Suppose one has about 50,000 different .cpp files.
Each .cpp file contains just one class that has about ~1000 lines of code in it (the code itself is not complicated -- involves in-memory operations on matrices & vectors -- i.e, no special libraries are used).
I need to build a project (in a Linux environment) that will have to import & use all of these 50,000 different .cpp files.
A couple of questions come to mind:
How long will it roughly take to compile this? What will be the approx. size of the compiled file?
What would be a better approach -- keep 50,000 different .so files (compiled extenstions) and have the main program import them one by one, or alternatively, unite these 50,000 different .cpp files into one large .cpp file, and just deal with that? Which method will be faster / more efficient?
Any insights are greatly appreicated.

There is no answer, just advice.
Right back at you: What are you really trying to do? Are you trying to make a code library from different source files? Or is that an executable? Did you actually code that many .cpp files?
50,000 source files is well... a massively sized project. Are you trying to do something common across all files (e.g. every source file represents a resource, record, image, or something unique). Or it just 50K disparate code files?
Most of your compile time will not be based on the size of each source file. It will be based on the amount of header files (and the headers they include) that will be brought in with each cpp file. Headers, while not usually containing implementations, just declarations, have to go through a compile process. And redundant headers across the code base can slow your build time down.
Large projects at that kind of scale use precompiled headers.
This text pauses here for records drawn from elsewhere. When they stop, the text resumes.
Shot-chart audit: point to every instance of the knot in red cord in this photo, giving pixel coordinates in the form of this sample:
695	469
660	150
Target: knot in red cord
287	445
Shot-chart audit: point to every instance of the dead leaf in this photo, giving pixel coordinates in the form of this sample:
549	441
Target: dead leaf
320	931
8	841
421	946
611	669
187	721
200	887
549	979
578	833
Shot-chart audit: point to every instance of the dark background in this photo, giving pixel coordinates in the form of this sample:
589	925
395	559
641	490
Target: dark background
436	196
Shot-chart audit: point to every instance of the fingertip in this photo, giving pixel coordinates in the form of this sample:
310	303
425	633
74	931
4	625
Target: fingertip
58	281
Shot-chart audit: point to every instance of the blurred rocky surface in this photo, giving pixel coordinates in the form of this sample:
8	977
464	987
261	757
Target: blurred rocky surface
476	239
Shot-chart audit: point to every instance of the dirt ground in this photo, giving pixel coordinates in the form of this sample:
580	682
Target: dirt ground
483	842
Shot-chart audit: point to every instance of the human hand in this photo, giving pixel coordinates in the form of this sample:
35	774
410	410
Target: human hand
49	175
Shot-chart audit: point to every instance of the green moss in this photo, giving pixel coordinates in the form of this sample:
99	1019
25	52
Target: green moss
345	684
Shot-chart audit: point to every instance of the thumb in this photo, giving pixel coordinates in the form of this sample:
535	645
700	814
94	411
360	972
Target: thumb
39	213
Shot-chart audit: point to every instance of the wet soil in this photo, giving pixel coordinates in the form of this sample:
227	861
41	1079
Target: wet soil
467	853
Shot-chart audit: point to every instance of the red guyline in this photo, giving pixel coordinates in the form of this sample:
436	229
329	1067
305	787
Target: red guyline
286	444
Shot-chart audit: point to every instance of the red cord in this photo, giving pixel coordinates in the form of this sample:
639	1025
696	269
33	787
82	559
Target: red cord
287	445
You can include all the commonly used header files in one header file (common.h) and build common.h. Then all the other source files just include "common.h". The compiler can be configured to automatically use the compiled header file when it sees the #include "common.h" for each source.

(i) There are way too many factors involved in determining this, even an approximation is impossible. Compilation can be memory, cpu or hard drive bound. The complexity of the files matter (from your description, your complexity is low).
(ii) The typical way of doing this is to make a library and let the system figure out linking or loading. You can choose static or dynamic linking.
static linking
Assuming you are using gcc, this would look like this:
g++ -c file1.cpp -o file1.o
g++ -c file2.cpp -o file2.o
...
g++ -c filen.cpp -o filen.o
ar -rc libvector.a file1.o file2.o ... filen.o
Then, when you build your own code, your final link looks like this:
g++ myfile.cpp libvector.a -o mytask
dynamic linking
Again, assuming you are using gcc, this would look like this:
g++ -c file1.cpp -fPIC -o file1.o
g++ -c file2.cpp -fPIC -o file2.o
...
g++ -c filen.cpp -fPIC -o filen.o
ld -G file1.o file2.o ... filen.o -o libvector.so
Then, when you build your own code, your final link looks like this:
g++ myfile.cpp libvector.so -o mytask
You will need libvector.so to be in the loader's path for your executable to work.
In any case, as long as the 50,000 files don't change, you will only need to do the last command (which will be much faster).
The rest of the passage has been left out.